Based on the results, no relationship was found between nurses' years of experiences and their level of knowledge regarding pressure ulcer. Similarly, Teweed et al. (18) reported no association between years of experience and nurses knowledge about pressure ulcers. In contrast, Chienda et al. (17) reported negative correlation between years of nursing experience and their knowledge considering pressure ulcer.

LIMITATION

The respondents were predominantly female, which limits the generalisability of the results for male nurses. As this study was based on a convenient sample and the participation was voluntary, there might have been a selection bias that affected the possibility to generalise the results to all nurses. As about 300 nurses are working in the ICU units in southeast of Iran, the results could be generalised to all of them. Furthermore, use of the self‐reported questionnaires may have led to an overestimation of some of the findings because of the variance that is common in different methods.

CONCLUSION

This study provides Iranian nurses with some insights about their level of knowledge about pressure ulcer.
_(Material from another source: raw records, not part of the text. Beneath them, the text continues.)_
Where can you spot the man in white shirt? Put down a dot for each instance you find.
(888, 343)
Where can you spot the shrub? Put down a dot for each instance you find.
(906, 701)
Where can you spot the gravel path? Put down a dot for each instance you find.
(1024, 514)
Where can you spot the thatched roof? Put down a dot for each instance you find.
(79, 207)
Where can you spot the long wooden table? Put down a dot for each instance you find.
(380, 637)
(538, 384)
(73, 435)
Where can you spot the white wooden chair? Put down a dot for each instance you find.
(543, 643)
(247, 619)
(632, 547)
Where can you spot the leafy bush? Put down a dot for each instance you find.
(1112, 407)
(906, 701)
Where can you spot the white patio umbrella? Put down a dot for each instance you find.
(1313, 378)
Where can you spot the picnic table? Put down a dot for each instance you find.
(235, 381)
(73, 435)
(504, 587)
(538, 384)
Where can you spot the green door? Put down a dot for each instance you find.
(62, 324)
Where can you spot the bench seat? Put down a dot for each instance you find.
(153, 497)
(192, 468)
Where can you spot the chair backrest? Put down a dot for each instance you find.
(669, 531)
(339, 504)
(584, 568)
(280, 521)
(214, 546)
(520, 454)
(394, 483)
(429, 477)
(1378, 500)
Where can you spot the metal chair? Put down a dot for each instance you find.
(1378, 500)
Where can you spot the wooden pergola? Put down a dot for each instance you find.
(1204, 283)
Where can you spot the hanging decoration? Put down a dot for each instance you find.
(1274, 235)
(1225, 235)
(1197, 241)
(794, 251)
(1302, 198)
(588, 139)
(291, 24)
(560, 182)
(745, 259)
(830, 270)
The study showed that nurses had insufficient knowledge about pressure ulcer. Programs aimed at raising nurses' knowledge, accompanied by interventions intended to decrease incidence of pressure ulcer are important parts in educational programs. Continuing education may need to be added to the pressure ulcer care to improve the quality of care at ICUs. The results cannot indicate how nurses' knowledge applied in their clinical practice. This creates a need to further understand how nurses' knowledge reflected in their clinical performance. Future research is recommended to study nurses' knowledge in different areas, such as the emergency department, operating room, and any other department where the patient is at high risk of pressure ulcers development.